NOTE: if everybody is at least degree 1, than different transactions can
CHOOSE what degree they wish to "see" without worry.  I.e. can have a mixture
of levels of consistency.
Adya, et al. : Generalized Isolation Levels
Gray et al's definitions (and the resulting ANSI standards) are not
implementation-independent, and semantics are ill-defined.

Want an implementation-independent semantic isolation levels which is as
permissive as possible (most possible schedules allowed).

Key insight: many dependencies are multi-object.  Capture those, and you'll
get the right semantics.

Conflicts in Adya's Serialization Graphs:

    Read dependencies (WR):
        Def'n: Ti changes the matches of Tj for Tj's predicate-based reads if
Ti installs a new version that either adds to or deletes from one of Tj's read
predicates.
        Tj directly read depends on Ti if Ti directly installs some version
that Tj subsequently reads (item-read-depends), or if Ti changes the matches
of Tj.
        A way to think about predicate-based reads or phantoms: imagine that
every object is versioned, there are "ghost versions" of objects before
they're born and after they die.  Predicate-based reads look at all latest
versions of all objects (including ghosts), and what matters is the set of
objects that do or do not match.  See example on page 7 of the paper for
H_{pred-read}
    Anti-dependencies (RW)
        Def'n: Tj overwrites a predicate-based read by Ti if Tj installs a new
version of an object in the read by Ti that changes the matches of Ti.
        Tj directly anti-depends on Ti if Ti reads an object, and Tj installs
the very next version of that object, or if Tj's install of any later version
changes the matches of a read by Ti.
    Write dependencies (WW)
        Tj directly write-depends on Ti if Ti installs a version of an object,
and Tj installs the next version.  (Note there's no predicate-based version of
write dependencies, since database writes are read-predicate/write-tuple).

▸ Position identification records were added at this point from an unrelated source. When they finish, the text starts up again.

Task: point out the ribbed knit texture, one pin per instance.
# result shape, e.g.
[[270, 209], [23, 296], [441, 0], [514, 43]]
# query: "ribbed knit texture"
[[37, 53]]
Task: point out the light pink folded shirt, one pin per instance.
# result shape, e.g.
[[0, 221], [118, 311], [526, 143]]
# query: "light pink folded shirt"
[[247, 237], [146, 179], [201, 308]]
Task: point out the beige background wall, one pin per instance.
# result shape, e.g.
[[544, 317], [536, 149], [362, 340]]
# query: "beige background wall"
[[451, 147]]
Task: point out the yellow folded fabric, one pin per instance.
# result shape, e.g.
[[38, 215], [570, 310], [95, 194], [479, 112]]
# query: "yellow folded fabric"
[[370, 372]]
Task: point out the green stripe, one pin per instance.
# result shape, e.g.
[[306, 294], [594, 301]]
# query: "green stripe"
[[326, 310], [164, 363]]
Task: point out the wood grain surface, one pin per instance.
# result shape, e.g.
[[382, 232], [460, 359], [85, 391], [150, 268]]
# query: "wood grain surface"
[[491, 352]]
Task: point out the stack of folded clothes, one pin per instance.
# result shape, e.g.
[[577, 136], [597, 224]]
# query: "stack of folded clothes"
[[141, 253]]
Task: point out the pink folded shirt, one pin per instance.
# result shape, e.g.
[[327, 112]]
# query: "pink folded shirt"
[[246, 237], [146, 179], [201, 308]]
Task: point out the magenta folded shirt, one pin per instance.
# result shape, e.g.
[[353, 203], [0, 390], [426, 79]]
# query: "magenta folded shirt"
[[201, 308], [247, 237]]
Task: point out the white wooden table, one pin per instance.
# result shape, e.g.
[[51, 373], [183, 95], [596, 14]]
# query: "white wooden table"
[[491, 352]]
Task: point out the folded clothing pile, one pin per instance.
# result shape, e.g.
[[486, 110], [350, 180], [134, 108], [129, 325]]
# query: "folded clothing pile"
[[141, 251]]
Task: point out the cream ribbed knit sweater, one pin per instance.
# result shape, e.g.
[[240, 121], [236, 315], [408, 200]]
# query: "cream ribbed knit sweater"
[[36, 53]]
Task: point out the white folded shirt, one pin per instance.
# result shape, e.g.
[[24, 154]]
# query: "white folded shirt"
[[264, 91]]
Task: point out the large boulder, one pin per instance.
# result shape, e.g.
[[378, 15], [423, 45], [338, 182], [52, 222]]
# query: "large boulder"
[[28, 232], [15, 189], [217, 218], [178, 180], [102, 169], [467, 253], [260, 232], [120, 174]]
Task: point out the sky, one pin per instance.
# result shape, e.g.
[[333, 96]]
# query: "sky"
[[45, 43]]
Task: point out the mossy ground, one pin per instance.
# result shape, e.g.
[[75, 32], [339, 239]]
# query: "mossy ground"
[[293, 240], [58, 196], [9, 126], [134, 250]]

Direct Serialization Graph:

    nodes are committed xacts
    edges are directed by time, labeled WR, RW, or WW.

Now we can talk about isolation in terms of serialization graphs and
"histories" ("schedules"), NOT implementation.

Adya's Isolation Levels
Try to Generalize Gray's.  PL-x = "Portable Level x".

    PL-1: try to serialize based on writes alone (ignore reads) -- ensure that
updates are not interleaved.
        Specifically, no cycles containing only WW edges are allowed.
        Note: more permissive than Gray's Degree 1: allows concurrenct xacts
to modify the same object...just ensure no cycles.
        But obvious locking implementation of PL-1: long write locks.
    PL-2: avoid aborted reads
        Specifically, no aborted reads, no intermediate reads, and no circular
information flow (dependency-edge cycles in serialization graph)
        Note: cascaded aborts and/or commit delays prevent aborted reads
        Note: no intermediate reads means that committed xactions read only
committed data
        More permissive than Degree 2, allows reads from uncommitted xacts
        Obvious locking implementation: long write locks, short read locks
    PL-3: prevent xactions from committing if they perform inconsistent reads
or writes
        Specifically, do PL-2 AND no anti-dependency cycles
        More permissive than Degree 3, since a modifying xact can update an
object previously read by another uncommited xact
        Obvious locking implementation: 2PL
    PL-2.99: generalize "REPEATABLE READ"
        REPEATABLE READ was long locks for everything except predicate reads
(phantoms can happen)
        PL-2.99 is PL-2 + no cycles with item-anti-dependency edges

Modeling Mixed-Mode Systems

    Mixed serialization graph, only contains dependencies relevant to a
transaction's level (or obligatory dependencies required by other
transactions' modes).